We love running, pushing the limit and having fun.
So what could be more fun than Running the Gauntlet?
History of the Gauntlet
The condemned soldier was stripped to the waist and had to pass between a double row (hence also known as die Gasse, "the alley") of cudgeling or switching comrades. A subaltern walked in front of him with a blade to prevent him from running. The condemned might sometimes also be dragged through by a rope around the hands or prodded along by a pursuer. Various rules might apply, such as banning edged weapons, requiring the group to keep one foot in place, or allowing the soldier to attempt to protect his head with his hands. The punishment was not necessarily continued until death. If so, he might be finished off when unable to walk. Running the gauntlet was considered far less of a dishonor than a beating (with exposure to ridicule) on the pillory, pranger, or stocks, since one could 'take it like a man' upright and among soldiers. In some traditions, if the condemned was able to finish the run and exit the gauntlet at the far end, his faults would be deemed paid, and he would rejoin his comrades with a clean slate. Elsewhere he was sent back through the gauntlet until death, we however would like to see you back next year...
The Gap of Dunloe
Our derivation of this ancient practice takes you through the mountain pass The Gap of Dunloe The Gap of Dunloe (Irish: Bearna an Choimín) is a narrow pass between Macgillycuddy's Reeks and the Purple Mountains near Killarney, Ireland.
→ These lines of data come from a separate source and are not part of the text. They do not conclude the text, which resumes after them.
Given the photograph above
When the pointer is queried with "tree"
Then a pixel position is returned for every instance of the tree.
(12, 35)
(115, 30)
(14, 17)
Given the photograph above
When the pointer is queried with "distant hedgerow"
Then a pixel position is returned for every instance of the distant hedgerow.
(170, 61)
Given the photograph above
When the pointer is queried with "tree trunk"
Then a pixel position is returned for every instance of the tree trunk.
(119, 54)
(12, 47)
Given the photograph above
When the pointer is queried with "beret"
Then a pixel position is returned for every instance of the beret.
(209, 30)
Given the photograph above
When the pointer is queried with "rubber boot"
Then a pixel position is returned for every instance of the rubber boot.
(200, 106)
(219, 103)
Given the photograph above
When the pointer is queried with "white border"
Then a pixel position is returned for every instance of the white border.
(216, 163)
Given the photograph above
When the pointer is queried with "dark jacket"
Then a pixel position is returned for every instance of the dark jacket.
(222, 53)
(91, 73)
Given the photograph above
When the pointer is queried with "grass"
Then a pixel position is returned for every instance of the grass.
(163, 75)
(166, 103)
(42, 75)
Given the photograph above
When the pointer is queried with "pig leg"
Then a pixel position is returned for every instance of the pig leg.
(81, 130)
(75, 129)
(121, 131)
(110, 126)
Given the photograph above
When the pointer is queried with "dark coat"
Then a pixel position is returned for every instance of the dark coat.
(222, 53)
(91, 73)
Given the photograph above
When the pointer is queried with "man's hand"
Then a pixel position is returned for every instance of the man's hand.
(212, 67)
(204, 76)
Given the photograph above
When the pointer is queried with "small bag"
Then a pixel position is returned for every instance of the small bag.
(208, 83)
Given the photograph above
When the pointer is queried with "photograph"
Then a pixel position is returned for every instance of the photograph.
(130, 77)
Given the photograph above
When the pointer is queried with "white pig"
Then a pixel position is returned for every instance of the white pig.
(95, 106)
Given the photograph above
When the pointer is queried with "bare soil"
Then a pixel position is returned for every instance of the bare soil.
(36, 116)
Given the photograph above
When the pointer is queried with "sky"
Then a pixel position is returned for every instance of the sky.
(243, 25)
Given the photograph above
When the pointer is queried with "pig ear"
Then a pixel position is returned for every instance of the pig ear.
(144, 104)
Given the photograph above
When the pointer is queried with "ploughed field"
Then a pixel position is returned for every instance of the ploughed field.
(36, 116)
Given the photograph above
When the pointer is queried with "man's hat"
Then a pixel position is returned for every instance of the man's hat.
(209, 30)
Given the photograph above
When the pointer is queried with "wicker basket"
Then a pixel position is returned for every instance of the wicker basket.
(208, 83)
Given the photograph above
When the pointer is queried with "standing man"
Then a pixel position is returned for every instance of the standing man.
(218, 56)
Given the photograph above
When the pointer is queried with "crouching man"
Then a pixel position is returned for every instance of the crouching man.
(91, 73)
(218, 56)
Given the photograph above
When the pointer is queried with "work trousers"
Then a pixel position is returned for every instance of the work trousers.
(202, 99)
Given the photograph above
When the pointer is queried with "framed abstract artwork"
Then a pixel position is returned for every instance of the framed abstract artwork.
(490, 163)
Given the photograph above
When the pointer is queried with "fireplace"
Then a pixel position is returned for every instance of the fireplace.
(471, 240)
It begins at Kate Kearney's Cottage and ends with a descent into The Black Valley. As you run through the Gap from Kate Kearney's, five small lakes are passed: Coosaun Lough, Black Lake, Cushnavally Lake, Auger Lake, and Black Lough; in turn, these lakes are connected by the River Loe from which the gap gets its name. Between the first two lakes is an old arch bridge called the 'Wishing Bridge' so named because it is said that wishes made while upon it are destined to come true.
Running the Gauntlet
Beauty of the scenery and the beast of the route, wishing bridges or not, we have drawn on the history books and our lust for adventure to create what we believe will become known as the toughest half marathon in Ireland. Running the winding route away from Killarney into the Black Valley and then back over will certainly separate the warriors from the wimps. Blood sweat and tears is the cost of the medal you will be crowned with, you will come to covet it. Once you bear the mark of Tyr (the ancient god of single combat, victory and heroic glory), you will forever be revered by your friends and peers. Once you explain the story of your feat you will be a hero. Embellishing the difficulty of the route profile which crowns the top of the medal, above the Tyr’s mark on the shield. The race represents a battle against the odds, the route and the insane race organizers. If you finish you will have proven yourself as a true runner and triumphed to come back next year to do it all again.